New Zealand shares fell as CBL Corp extended its decline, while retirement stocks Arvida Group and Metlifecare were sold on pre-election jitters.
The S&P/NZX 50 Index slipped 11.34 points, or 0.1 per cent, to 7840.41. Within the index, 25 stocks fell, 16 rose and nine were unchanged. Turnover was $134 million.
Blue-chip stocks weighed on the benchmark index with Z Energy falling 1.7 per cent to $7.48, Auckland International Airport down 1.4 per cent to $6.47 and Contact Energy declining 1.3 per cent to $5.33.
"Most of the large-cap stocks are a bit weak, that's part of the reason the index is down today relative to what has happened offshore," said Craig Stent, head of equities at Harbour Asset Management.
"Don't forget we're still seeing pretty strong performance returns and valuations are pretty lofty, we're up 14 per cent year-to-date. There's obviously increasing uncertainty related to the election, and what that's likely to mean. It just seems that New Zealand's out of favour today a little bit."
CBL Corp led the index lower for the second day in a row, down 2.4 per cent to $2.85, the lowest it has closed since August 2016. On Friday, the stock gave up rights to a 1.5c per share interim dividend.
"Management are doing the rounds with investors at the moment, but they had quite a downgrade in their most recent result," Stent said. "That's largely related to changes in assumptions by actuaries, the core underlying business seems to be going okay but some investors may not be up to speed."
Arvida Group dropped 2.3 per cent to $1.26. It plans to raise $77m in a discounted rights issue at $1.15 apiece to help pay for three new retirement villages which it says will boost annual earnings by 8 per cent.
The acquisitions will add another 451 retirement units and 315 aged care beds to Arvida's existing 26 retirement villages, and add 110 consented units to its development pipeline.
"You're seeing a selling of other stocks within that sector to potentially fund the purchase of those rights," Stent said.

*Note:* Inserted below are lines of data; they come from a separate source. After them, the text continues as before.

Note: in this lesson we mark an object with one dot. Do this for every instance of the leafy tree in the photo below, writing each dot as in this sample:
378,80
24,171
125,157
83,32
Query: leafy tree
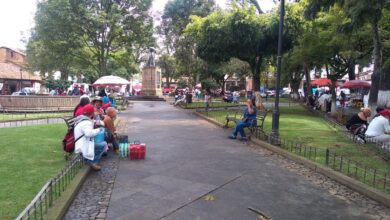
175,18
364,12
238,33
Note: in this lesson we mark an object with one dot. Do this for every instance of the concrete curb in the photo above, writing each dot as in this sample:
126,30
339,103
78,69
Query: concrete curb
60,207
345,180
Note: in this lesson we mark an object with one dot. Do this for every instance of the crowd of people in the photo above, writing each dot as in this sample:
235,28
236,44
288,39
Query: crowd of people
95,129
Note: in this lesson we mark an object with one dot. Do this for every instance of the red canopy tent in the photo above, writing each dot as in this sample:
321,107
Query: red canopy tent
323,82
356,84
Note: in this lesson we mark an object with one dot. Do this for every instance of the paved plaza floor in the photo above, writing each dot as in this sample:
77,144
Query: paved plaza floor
193,171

"Election jitters are also starting to come through a little bit. If migration's turned off completely that is not a positive influence for the property market as it has been in the last few years. The retirement sector is influenced by people having to sell the place before they buy one of the units, there's a flow-on effect of that if the days to sell go up or the price goes down."
Metlifecare dropped 1.2 per cent to $5.80, while Summerset Group was unchanged at $4.97. Ryman Healthcare rose 0.7 per cent to $9.01.
In late trading on the Australian stock exchange, CropLogic, the agricultural technology company, dropped 23 per cent to A15.5c on its debut.
The company, which counts Powerhouse Ventures and the New Zealand Venture Investment Fund as shareholders, raised A$8m ($8.9m) in a fully-subscribed share offer last month.
Christchurch-based CropLogic issued 40 million ordinary shares at an issue price of A20c per share, with A$5m of the capital raised underwritten by Hunter Capital Advisors.